Preliminary clinical trials by this team have demonstrated high efficacy of exercise for these patients but evidence is limited to only a few studies with men on long-term androgen deprivation. Their recent study published in the Journal of Clinical Oncology proved that a structured exercise program leads to significant and clinically meaningful benefits, including reversal of muscle loss, improved function and QoL in men receiving AST for an average of 14 months.

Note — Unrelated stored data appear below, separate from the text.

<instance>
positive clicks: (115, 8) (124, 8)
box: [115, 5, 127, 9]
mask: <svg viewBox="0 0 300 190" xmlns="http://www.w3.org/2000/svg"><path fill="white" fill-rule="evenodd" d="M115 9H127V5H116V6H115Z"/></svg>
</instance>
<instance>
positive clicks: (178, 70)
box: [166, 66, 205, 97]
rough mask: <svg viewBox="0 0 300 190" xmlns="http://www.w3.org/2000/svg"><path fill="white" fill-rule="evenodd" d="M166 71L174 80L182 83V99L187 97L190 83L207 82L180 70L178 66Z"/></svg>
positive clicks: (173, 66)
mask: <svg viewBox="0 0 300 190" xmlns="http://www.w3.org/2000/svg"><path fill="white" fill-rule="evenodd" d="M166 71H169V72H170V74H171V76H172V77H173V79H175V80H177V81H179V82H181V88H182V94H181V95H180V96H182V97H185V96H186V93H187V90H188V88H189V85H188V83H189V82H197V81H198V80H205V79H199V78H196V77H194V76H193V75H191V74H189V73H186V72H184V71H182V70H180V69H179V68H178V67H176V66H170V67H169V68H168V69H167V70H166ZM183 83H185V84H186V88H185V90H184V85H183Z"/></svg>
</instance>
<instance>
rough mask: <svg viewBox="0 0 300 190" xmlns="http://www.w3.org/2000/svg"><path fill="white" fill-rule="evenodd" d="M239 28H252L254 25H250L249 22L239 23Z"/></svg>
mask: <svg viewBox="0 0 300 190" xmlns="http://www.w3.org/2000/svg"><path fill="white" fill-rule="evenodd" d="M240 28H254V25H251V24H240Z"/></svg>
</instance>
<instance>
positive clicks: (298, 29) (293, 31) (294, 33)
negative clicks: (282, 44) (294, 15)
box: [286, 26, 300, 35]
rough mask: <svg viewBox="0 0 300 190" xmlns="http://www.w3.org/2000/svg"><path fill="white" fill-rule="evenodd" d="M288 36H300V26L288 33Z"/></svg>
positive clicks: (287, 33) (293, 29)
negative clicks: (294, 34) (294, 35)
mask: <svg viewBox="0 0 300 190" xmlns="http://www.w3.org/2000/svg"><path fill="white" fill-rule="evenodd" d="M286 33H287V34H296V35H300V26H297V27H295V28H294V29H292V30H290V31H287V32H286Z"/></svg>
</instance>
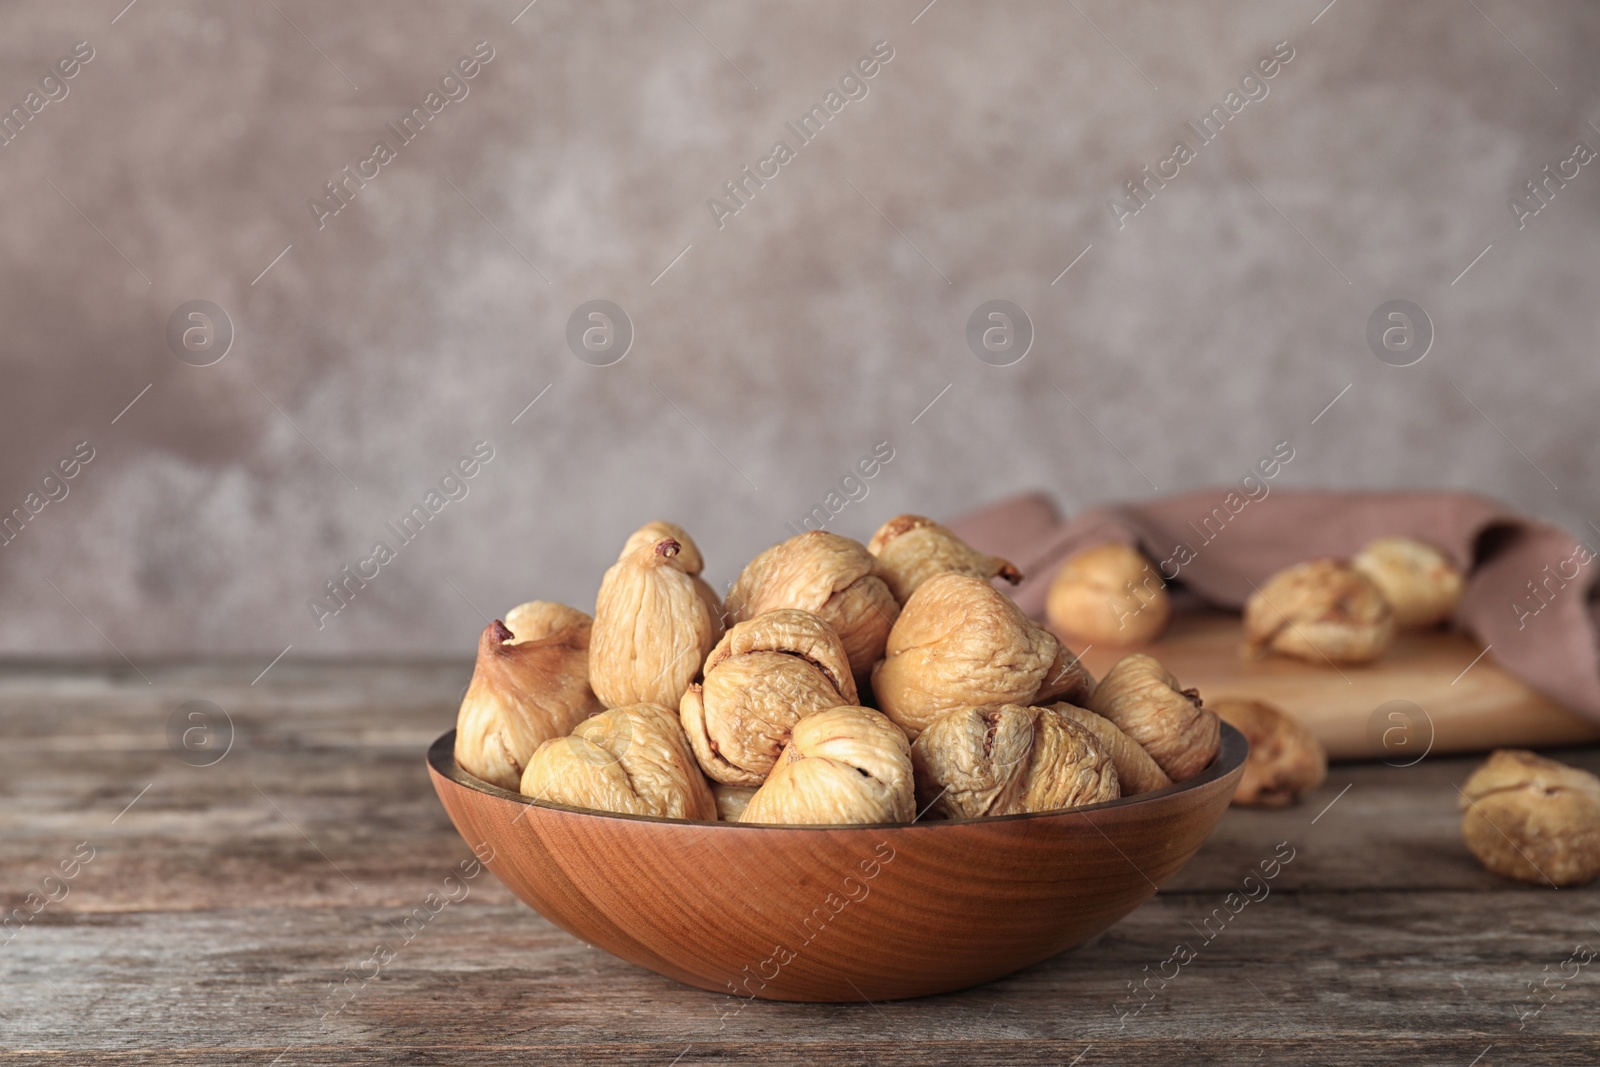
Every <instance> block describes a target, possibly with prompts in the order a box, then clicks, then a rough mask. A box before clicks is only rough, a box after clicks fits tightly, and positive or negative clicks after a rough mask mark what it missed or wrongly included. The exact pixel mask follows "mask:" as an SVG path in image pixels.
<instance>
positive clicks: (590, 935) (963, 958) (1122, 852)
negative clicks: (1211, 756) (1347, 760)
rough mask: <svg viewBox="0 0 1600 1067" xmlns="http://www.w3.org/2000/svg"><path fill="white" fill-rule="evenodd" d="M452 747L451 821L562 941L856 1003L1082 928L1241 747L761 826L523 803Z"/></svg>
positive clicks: (1095, 917)
mask: <svg viewBox="0 0 1600 1067" xmlns="http://www.w3.org/2000/svg"><path fill="white" fill-rule="evenodd" d="M454 741H456V733H454V731H450V733H448V734H445V736H443V737H440V739H438V741H435V742H434V745H432V749H429V753H427V765H429V771H430V773H432V777H434V789H437V790H438V798H440V800H442V801H443V805H445V809H446V811H448V813H450V819H451V821H453V822H454V824H456V829H458V830H459V832H461V837H464V838H466V841H467V845H470V846H474V848H475V849H477V851H478V853H480V854H485V856H490V857H488V861H486V864H488V869H490V870H493V872H494V875H496V877H498V878H499V880H501V881H504V883H506V885H507V886H509V888H510V889H512V893H515V894H517V896H518V897H522V899H523V901H525V902H526V904H530V905H531V907H533V909H534V910H538V912H539V913H541V915H544V917H546V918H547V920H550V921H552V923H555V925H557V926H560V928H562V929H565V931H566V933H570V934H573V936H574V937H581V939H582V941H587V942H589V944H592V945H595V947H600V949H605V950H606V952H611V953H613V955H618V957H622V958H624V960H629V961H630V963H637V965H638V966H645V968H650V969H651V971H656V973H659V974H666V976H669V977H675V979H677V981H680V982H686V984H690V985H698V987H701V989H709V990H714V992H718V993H734V995H738V997H762V998H766V1000H810V1001H858V1003H859V1001H862V1000H874V1001H877V1000H896V998H902V997H923V995H928V993H942V992H949V990H954V989H965V987H968V985H978V984H981V982H987V981H990V979H995V977H1000V976H1003V974H1010V973H1011V971H1016V969H1019V968H1024V966H1027V965H1030V963H1037V961H1038V960H1043V958H1046V957H1051V955H1054V953H1058V952H1061V950H1064V949H1070V947H1072V945H1078V944H1082V942H1085V941H1088V939H1090V937H1093V936H1094V934H1098V933H1101V931H1102V929H1106V928H1107V926H1110V925H1112V923H1115V921H1117V920H1120V918H1122V917H1123V915H1126V913H1128V912H1131V910H1133V909H1136V907H1138V905H1139V904H1142V902H1144V901H1146V899H1149V897H1150V896H1152V894H1154V893H1155V889H1157V886H1160V885H1162V883H1165V881H1166V880H1168V878H1171V877H1173V875H1174V873H1176V872H1178V869H1179V867H1182V865H1184V864H1186V862H1189V859H1190V857H1192V856H1194V854H1195V853H1197V851H1198V849H1200V845H1203V843H1205V840H1206V837H1208V835H1210V833H1211V829H1213V827H1214V825H1216V824H1218V821H1221V817H1222V813H1224V811H1226V809H1227V803H1229V800H1230V798H1232V795H1234V787H1235V785H1237V784H1238V779H1240V776H1242V774H1243V766H1245V753H1246V752H1248V744H1246V742H1245V737H1243V736H1242V734H1240V733H1238V731H1237V729H1234V728H1232V726H1229V725H1227V723H1222V749H1221V752H1219V753H1218V758H1216V760H1213V761H1211V766H1210V768H1206V769H1205V771H1203V773H1200V774H1198V776H1197V777H1192V779H1189V781H1187V782H1182V784H1178V785H1170V787H1168V789H1163V790H1158V792H1154V793H1142V795H1139V797H1130V798H1126V800H1114V801H1110V803H1104V805H1094V806H1090V808H1075V809H1072V811H1051V813H1043V814H1022V816H998V817H992V819H960V821H949V822H917V824H910V825H851V827H770V825H741V824H736V822H678V821H670V819H651V817H643V816H622V814H611V813H603V811H586V809H578V808H565V806H562V805H554V803H547V801H539V803H534V801H533V800H530V798H526V797H520V795H517V793H512V792H507V790H504V789H498V787H494V785H490V784H488V782H483V781H478V779H477V777H474V776H470V774H467V773H466V771H462V769H461V768H458V766H456V760H454ZM485 845H486V846H488V848H483V846H485ZM488 849H493V854H490V853H488Z"/></svg>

An NHMRC-funded randomised control trial (RCT) examining different exercise modalities in men on longer term (>three months) AST for prostate cancer, has been conducted by the researchers.
Data for 65 participants with baseline and six-month assessment of lumbar spine (L2-4) BMD, show that the resistance/aerobic exercise and usual care groups experienced a significant reduction of -2.61 per cent (p= 0.019) and -3. 18 per cent (p=0.000) respectively, while bone is preserved in the resistance/high-impact loading exercise intervention with a non-significant change of -0.22 per cent (p=0.839).
This is a world first, demonstrating exercise as arresting bone loss in this patient group and, importantly, that commonly prescribed protocols of aerobic or resistance exercise alone is not as effective as the highly specific, high-impact loading intervention that the researchers have implemented.
The pressing question is whether it is more efficacious to commence exercise therapy at the same time as initiating AST so treatment-induced adverse effects can be immediately attenuated or prevented.
This project is a RCT with partial crossover to examine the effects of the timing of exercise implementation (immediate or delayed) on preserving long-term skeletal health, reversing short- and long-term metabolic and cardiovascular risk factors and supporting mental health in men receiving AST.
This project is unique as it explores a fundamental question of when exercise implementation will be of most benefit, and addresses both physical and psychological consequences of AST initiation.
The final outcome may be adjunct treatment which will reduce, if not prevent, the toxicities of AST, ultimately resulting in reduced morbidity and mortality for men with prostate cancer.